Rate Cuts and Stock Prices: The Current Situation

Generally speaking, FED rate cuts are a huge plus for the stock market. Rising liquidity is the other side of the coin of rate cuts, and it is LIQUIDITY, above all else, which drives markets. As liquidity increases, it constitutes the fuel needed to power bull markets. When liquidity contracts, it has the opposite impact. Since it is liquidity which drives all great bull markets, and the absence of same which bursts bubbles and catalyzes bear markets, a normal response to a fundamental change in FED policy should have a profoundly bullish impact on the equity market. The FED, after all, is the primary source of liquidity. It is, in the final analysis, the creator, and the terminator of bull markets.

Our experience has been that when the equity market does NOT respond normally to a fundamental change in the FED's monetary policy, it usually signals that something is very seriously wrong. It is frequently a warning that a serious asset deflation impends, or is even underway. We recall that the failure of the equity market to respond durably to the decisive change in FED policy signalled the onset of a severe deflation in stock prices in the 2000-2002 period. During that bear market, equities declined before, during, and after the mild 2001 recession. The decline was one of the worst of the past century, having been surpassed only by the great bear market of 1929-1932, and the bear market of the late 1930s. It took seventeen consecutive FED rate cuts, reducing the overnight FED FUNDS rate by more than 80%, and a 50% decline in stock prices, to eventually produce a new bull market.

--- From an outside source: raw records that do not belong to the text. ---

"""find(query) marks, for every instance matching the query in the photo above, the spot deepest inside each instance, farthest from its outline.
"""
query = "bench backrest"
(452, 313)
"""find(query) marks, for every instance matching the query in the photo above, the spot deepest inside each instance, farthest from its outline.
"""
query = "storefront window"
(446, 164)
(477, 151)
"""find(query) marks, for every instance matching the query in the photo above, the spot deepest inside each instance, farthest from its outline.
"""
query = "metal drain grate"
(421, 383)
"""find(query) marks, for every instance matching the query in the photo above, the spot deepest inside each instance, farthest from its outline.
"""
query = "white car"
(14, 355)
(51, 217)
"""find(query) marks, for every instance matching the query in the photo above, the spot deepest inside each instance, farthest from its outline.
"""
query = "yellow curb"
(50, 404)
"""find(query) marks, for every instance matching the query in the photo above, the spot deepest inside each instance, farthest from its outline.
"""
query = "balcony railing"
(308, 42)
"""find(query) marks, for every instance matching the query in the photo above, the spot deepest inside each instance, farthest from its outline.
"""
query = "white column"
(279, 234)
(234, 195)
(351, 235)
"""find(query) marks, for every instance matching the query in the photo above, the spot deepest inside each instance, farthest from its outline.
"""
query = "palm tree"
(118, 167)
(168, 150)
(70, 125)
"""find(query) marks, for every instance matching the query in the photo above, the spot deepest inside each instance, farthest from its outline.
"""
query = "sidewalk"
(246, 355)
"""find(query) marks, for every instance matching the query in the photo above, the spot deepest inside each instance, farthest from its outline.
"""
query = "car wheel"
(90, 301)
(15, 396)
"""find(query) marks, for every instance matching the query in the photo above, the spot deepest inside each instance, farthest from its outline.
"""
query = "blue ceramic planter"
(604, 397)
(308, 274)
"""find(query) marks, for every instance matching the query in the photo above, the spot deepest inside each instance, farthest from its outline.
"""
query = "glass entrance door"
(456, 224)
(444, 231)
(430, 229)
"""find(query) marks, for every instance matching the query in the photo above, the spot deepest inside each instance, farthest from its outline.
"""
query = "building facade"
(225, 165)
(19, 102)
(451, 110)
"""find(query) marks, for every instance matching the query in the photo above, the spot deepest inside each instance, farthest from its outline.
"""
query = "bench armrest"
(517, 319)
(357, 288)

Bearing in mind that there are no certainties when it comes to the stock market, and bearing in mind too that the market loves to play tricks on investors, including the trick of establishing a solid, seemingly reliable record of relationships, which it then upends just when YOU are banking on it, we feel it is PRUDENT to infer that the equity market's abnormal response to the dramatic change in FED policy spells MUCHO TROUBLE AHEAD.

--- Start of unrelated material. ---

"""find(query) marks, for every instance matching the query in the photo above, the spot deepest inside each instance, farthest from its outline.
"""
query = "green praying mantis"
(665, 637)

What is the current situation? On September 17, 2007, the FED FUNDS rate stood at 5.25%. In a series of cuts, beginning on September 18th, and including the dramatic inter-meeting 75 basis point (bps) cut, followed a little more than a week later by a large 50 bps cut, the FED has brought the overnight rate down to 3%. This constitutes a 42% REDUCTION in the price of overnight money, and has impacted significantly the short end of the yield curve, as is normal.

As for stock prices, the Dow Jones Industrial Average stood at 13,403 at the close on September 17th. Today, 5 months later and 225 bps lower on FED FUNDS, the Dow stands at 12,348. This constitutes a DECLINE of 7%.